Grüne Niedersachsen begrüßen Verständigung beim Standortauswahlgesetz

AtomfaesserAm heutigen Freitag (05. Juli 2013) hat der Bundesrat das Standortauswahlgesetz beschlossen. Jan Haude, Landesvorsitzender von BÜNDNIS 90/DIE GRÜNEN Niedersachsen: „Wir begrüßen, dass in wesentlichen Punkten eine Verständigung erreicht werden konnte. Mit der Einrichtung einer Expertenkommission besteht die reale Chance, einen echten Neustart und einen breit getragenen Konsens in der Endlagerfrage zu realisieren. Dafür ist es aber wichtig, einen offenen Ausgang der Arbeit der Kommission zu garantieren. Gerade für uns Niedersachsen ist es wichtig, dass keine Vorfestlegungen getroffen werden dürfen. Das bedeutet vor allem auch, dass keine weiteren Castoren nach Gorleben rollen dürfen und nicht bereits parallel zu der Kommission eine neue Mammutbehörde eingerichtet wird.“

Mit dem Standortauswahlgesetz werden wesentliche Eckpunkte des neuen Suchprozesses definiert. „Das Endlagersuchgesetz ist kein grünes Gesetz, sondern ein Kompromiss. Jetzt gilt es, fundierte Kriterien zu erarbeiten, die endlich die Sicherheit als oberste Maxime definieren“, sagte Julia Hamburg, Landesvorsitzende der Grünen Niedersachsen. „Wir begrüßen besonders, dass auch Anregungen aus dem Bürgersymposium noch in das Standortauswahlgesetz eingeflossen sind.
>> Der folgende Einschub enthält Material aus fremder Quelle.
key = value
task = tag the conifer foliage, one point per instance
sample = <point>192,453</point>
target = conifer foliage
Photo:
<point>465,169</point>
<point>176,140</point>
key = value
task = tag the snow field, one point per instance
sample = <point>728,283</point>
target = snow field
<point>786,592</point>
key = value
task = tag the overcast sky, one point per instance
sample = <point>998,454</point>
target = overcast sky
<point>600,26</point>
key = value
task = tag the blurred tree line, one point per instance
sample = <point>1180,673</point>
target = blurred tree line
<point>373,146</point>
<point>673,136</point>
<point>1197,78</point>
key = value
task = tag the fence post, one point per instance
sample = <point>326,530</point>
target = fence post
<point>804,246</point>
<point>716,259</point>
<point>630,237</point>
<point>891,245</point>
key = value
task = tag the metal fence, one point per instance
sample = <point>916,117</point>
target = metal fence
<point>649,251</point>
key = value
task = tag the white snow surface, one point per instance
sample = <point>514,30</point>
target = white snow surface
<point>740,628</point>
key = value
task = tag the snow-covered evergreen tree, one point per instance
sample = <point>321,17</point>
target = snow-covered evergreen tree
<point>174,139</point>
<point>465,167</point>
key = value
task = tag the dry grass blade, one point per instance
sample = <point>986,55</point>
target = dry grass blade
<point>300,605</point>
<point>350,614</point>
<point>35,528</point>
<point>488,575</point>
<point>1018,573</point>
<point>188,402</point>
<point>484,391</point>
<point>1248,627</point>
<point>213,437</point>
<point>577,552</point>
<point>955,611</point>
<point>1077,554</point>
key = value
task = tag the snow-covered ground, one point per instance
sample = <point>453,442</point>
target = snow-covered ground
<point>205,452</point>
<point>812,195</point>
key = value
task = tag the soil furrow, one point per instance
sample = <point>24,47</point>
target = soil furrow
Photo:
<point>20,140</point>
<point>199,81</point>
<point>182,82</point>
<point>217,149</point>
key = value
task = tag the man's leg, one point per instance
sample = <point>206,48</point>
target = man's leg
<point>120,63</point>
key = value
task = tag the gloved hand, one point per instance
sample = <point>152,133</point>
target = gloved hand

So kann der Prozess breit getragen beginnen.“

In der vorangegangenen Woche hatte bereits der Bundestag das Endlagersuchgesetz mit großer Mehrheit verabschiedet. Die Grünen Niedersachsen kündigen an, sich konstruktiv und kritisch in den kommenden Prozess einzubringen. „Die eigentliche Suche und das Ringen um den Standort gehen jetzt erst richtig los“, so Haude. „Wir widmen uns einer riesigen gesellschaftlichen Aufgabe, die große Verantwortung von allen Beteiligten abfordert. Hierbei darf es weder um Lokalpatriotismus noch Lobbyinteressen gehen. Es müssen alle an einem Strang ziehen.“
„Wenn das gelingt“, ergänzt Hamburg, „dann werden geologisch ungeeignete Standorte wie Gorleben aus dem Verfahren ausscheiden. Aber eines steht ohnehin sicher fest: Das Thema Standortauswahl wird uns noch die nächsten Jahrzehnte beschäftigen.